Yo observé el gran letrero de no fumar y al carabinero que no hacía nada, nada más que hablar y hablar por su teléfono.

La mujer en vestido de fiesta comenzó a hablar con el negro. La jovencita se interesó en la conversación de ambos y pidió al negro un cigarrillo también. Se veían muy animados y hasta un par de carcajadas soltaron. La jovencita extrajo de quién sabe dónde una botella de pisco y la bebieron así sin nada directamente desde la botella.

Para mí era una imagen completamente extraña hasta que la mujer en vestido de fiesta nuevamente me habló y se convirtió todo en una escena surrealista.

- ¿Quieres venir con nosotros?

- ¿A dónde?

- Vamos a ir a tomar unos tragos, a conversar de la vida, a tratar de resolver los problemas que nos trajeron aquí y luego...

Interrumpió el negro con la cara llena de risa.

- Y luego vamos a ir a mi departamento. Somos dos y dos. Tú puedes elegir o ellas elegirte a ti. La joven o la madura. Nos vamos a sacar la ropa con violencia, y vamos a tener sexo desenfrenado.

- Pero con protección - prorrumpió la jovencita.
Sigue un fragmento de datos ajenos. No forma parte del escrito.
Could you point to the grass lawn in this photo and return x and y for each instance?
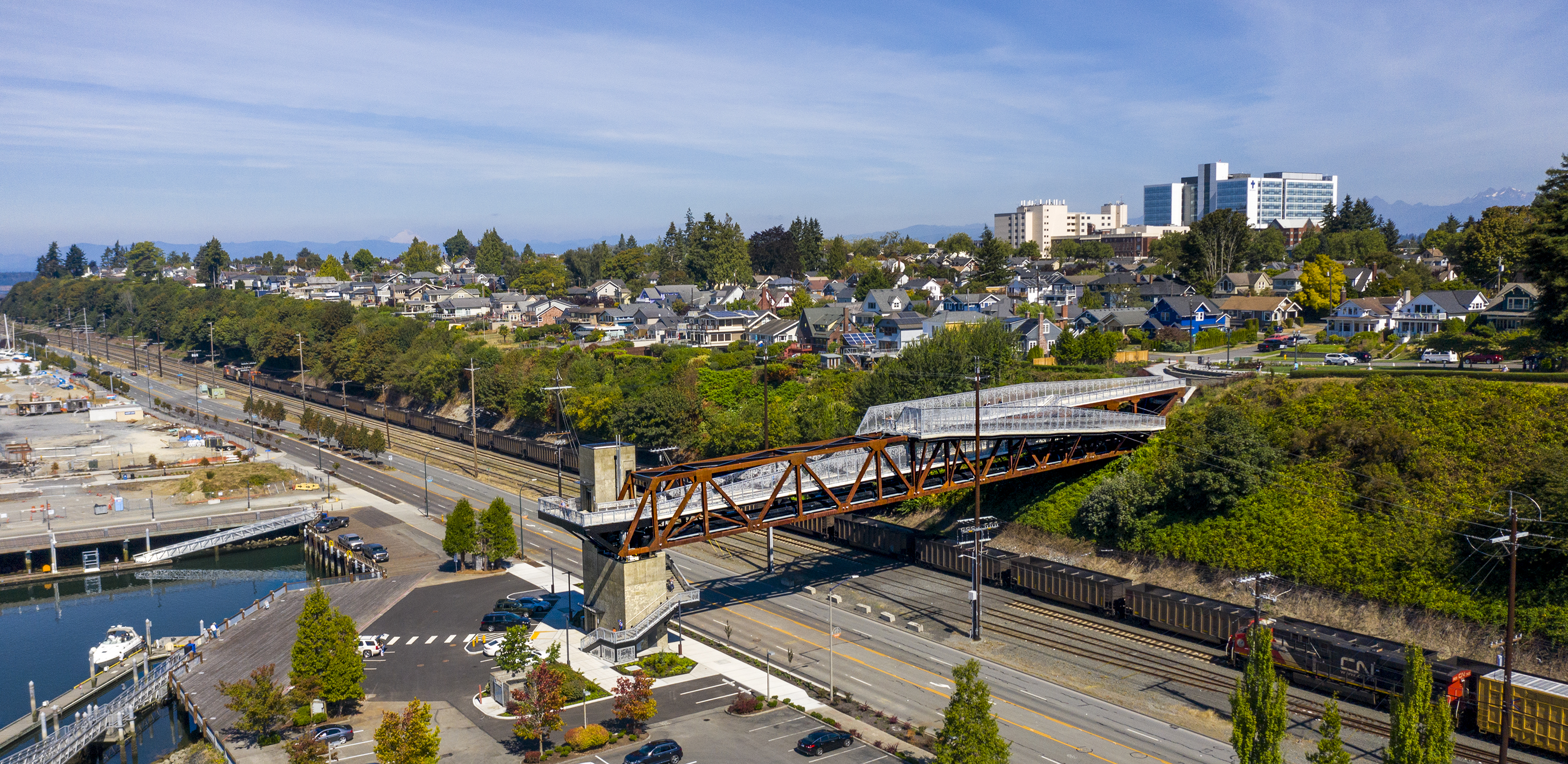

- Son las 10 de la mañana. A esta hora no hay lugar donde se pueda beber un trago - dije como un soberano estúpido.

- Y eso, ¿a quién importa? - señaló nuevamente la joven y abrazó al negro apenas rodeándolo con sus brazos.

- ¿Vamos? - invitó la mujer de vestidos de fiestas y pude ver lo rojos de sus labios y me llegó además su aroma que la delataba completamente en sus intenciones.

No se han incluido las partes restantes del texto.